文:アンドレイ・ハウストヴ; 撮:ヴャチェスラヴ・トクタムィーシェフ
沿海地方の時間帯は「ウラジオストク時間」で、グリニッジ標準時間からは10時間、モスクワとは7時間の時差があり、ロシアではMSK+7と表示されます。東京と比べた場合、ウラジオストクは1時間早く目覚めます。
沿海地方には、モンスーン気候のおかげではっきりとした四季の移り変わりがあります。夏は蒸し暑く、冬は寒く乾燥しています。ただ、こう一言では片づけられないのが実際で、南北に広がっていること、シホテアリニ山脈が沿海地方を東西にいびつに分断していることから、沿海地方各地にそれぞれの気候や季節上の特徴があります。
それぞれの季節は海洋に大きく影響されており、沿海地方南部と東部では春は長く、風が強く曇りの日が多くなります。夏と秋の訪れは遅く、冬は内陸から寒い風を連れてくるモンスーンの影響で、緯度が低い割には寒くなります。 沿海地方の人々は、「緯度はクリミアで、経度はコルィマ(註:厳しい気候条件と流刑地として有名)」と冗談めかして言います。
-15 … -5 °C
沿海地方の本格的な冬の到来は12月の中旬になります。マイナスの気温が続くようになり、湾が凍り始めると、地元の人たちが楽しみにしているお祭り「冬釣りフェスティバル」がもうすぐです。
冬のウラジオストクにお出かけの際は、暖かいコート、帽子、手袋が必需品です。沿海地方南部では冬は風が強く、中部では厳しい寒さに見舞われます。沿海地方の首都では降雪はほぼないのですが、何度かは雪が降り、暦の上では春になってからもあります。
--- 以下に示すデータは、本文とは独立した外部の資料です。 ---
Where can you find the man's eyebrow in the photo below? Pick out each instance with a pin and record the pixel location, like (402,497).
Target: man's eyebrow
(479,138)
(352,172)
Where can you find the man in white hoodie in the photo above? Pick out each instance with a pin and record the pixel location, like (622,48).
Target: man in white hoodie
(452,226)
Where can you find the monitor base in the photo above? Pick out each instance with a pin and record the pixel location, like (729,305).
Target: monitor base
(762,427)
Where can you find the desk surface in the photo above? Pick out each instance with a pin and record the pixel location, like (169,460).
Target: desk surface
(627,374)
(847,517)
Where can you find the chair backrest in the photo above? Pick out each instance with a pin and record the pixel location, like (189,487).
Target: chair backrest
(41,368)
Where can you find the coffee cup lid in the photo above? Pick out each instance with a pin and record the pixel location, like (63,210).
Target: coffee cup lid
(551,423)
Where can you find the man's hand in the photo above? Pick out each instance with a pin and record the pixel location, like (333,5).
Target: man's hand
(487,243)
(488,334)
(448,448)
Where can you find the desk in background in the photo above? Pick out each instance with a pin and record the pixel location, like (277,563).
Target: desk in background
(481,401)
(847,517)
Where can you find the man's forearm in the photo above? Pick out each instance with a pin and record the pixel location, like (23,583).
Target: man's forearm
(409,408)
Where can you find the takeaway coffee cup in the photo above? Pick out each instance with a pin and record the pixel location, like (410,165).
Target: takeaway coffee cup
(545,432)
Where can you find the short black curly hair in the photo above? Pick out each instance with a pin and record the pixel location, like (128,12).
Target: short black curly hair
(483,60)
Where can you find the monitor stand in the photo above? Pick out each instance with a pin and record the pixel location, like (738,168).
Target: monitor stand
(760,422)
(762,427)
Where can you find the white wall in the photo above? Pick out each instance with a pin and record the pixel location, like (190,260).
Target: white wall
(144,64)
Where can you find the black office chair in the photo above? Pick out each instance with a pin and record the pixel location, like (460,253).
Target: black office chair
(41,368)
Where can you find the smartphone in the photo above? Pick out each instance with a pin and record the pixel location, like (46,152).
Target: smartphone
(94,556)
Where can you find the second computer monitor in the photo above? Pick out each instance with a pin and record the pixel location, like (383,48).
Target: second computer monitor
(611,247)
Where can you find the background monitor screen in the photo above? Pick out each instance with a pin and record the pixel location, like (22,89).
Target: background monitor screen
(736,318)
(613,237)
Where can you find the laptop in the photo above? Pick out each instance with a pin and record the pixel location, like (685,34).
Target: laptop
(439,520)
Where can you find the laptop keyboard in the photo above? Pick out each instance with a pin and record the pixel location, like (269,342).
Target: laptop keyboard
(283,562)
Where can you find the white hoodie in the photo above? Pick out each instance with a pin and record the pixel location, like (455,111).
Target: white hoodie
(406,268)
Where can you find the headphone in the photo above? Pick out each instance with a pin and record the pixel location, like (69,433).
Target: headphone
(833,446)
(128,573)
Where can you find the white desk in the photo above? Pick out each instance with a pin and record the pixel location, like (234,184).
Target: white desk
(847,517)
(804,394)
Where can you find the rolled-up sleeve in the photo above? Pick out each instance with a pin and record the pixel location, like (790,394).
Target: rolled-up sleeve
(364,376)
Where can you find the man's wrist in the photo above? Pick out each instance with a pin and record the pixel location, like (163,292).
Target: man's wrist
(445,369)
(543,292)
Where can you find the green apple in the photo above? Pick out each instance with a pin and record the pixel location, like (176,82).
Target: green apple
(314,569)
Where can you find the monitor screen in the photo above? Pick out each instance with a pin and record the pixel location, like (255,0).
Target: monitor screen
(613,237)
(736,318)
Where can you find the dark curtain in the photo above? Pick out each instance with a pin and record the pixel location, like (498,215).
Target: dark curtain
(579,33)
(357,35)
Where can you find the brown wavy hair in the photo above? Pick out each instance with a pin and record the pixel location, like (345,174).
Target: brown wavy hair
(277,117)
3月に雪が降ることもしばしばですが、すぐに溶けてしまいます。
-5 … +15 °C
沿海地方の春は、楽しげに雪が溶け気温がプラスに転ずる2月の終わりから3月のはじめにはじまりますが、あまり優しい季節ではありません。太陽が顔を出す暖かい日が続いたと思ったら、肌寒く、雪や雨が降り、しみるような風に天気が変わってしまいます。タイガの河川は5月のはじめごろまでにようやく氷から解放され、わずか一週間で木々は緑の葉を身にまとい、タイガ中を「緑の嵐」がかけめぐります。
この時期の天気は、沿岸部と中心部の差が大きくなり、沿岸部では海のおかげで冬は比較的過ごしやすい代わりに、寒い霧と小雨が続きます。一方、内陸側に30-50㎞行くだけで、5月の中旬にはもう夏が真っ盛りになっています。
+15 … +32 °С
沿海州中部では夏は5月の中旬にはじまりますが、ウラジオストクでは季節の変わり目が長く、7月のはじめや、時には中旬まで続きます。それも気温としては快適なのですが、海が冷たく、霧や小雨がちな天気で、本格的な夏の到来の前の準備期間が長すぎるのですが、最後には偉大なる8月が登場します。
沿海地方の8月は、名称からも言えるように、神聖なると言っても差し支えないほどです。地元の詩人は「永遠なれ8月!」と詩や歌にうたいます…太陽は輝き、温かく優しい海。大陸側沿岸、島しょ部のビーチは、極東全土からやってくる海水浴客でいっぱいになります。ウラジオストクではフェスティバルやイベントの大部分が8月に行われます。
+25 … +15 °C
極東南部の秋は、ビロードの季節です。浜辺でゆったりとした波の音を聞きながらまどろんでいた夏が時間がたつのも忘れ、さわやかな風に起こされて砂時計を見たら、もう9月も後半になっていたことに気がついた といった様子です。
空気はすっきりと澄み、ウラジオストクから、普段は霧で隠されているエフゲニヤ群島やペスチャヌィ半島がよく見えます。紅葉の季節とともに、沿海地方に10月がやってきます。10月前半の2週間で、タイガの美しさは雄大かつ壮大で、息をのむほどの素晴らしさを見せるようになります。その色合いは言葉には到底表せず、秋の沿海地方の美しさを表現することはとてもかないません。無論、秋は最高の季節だといえるでしょう。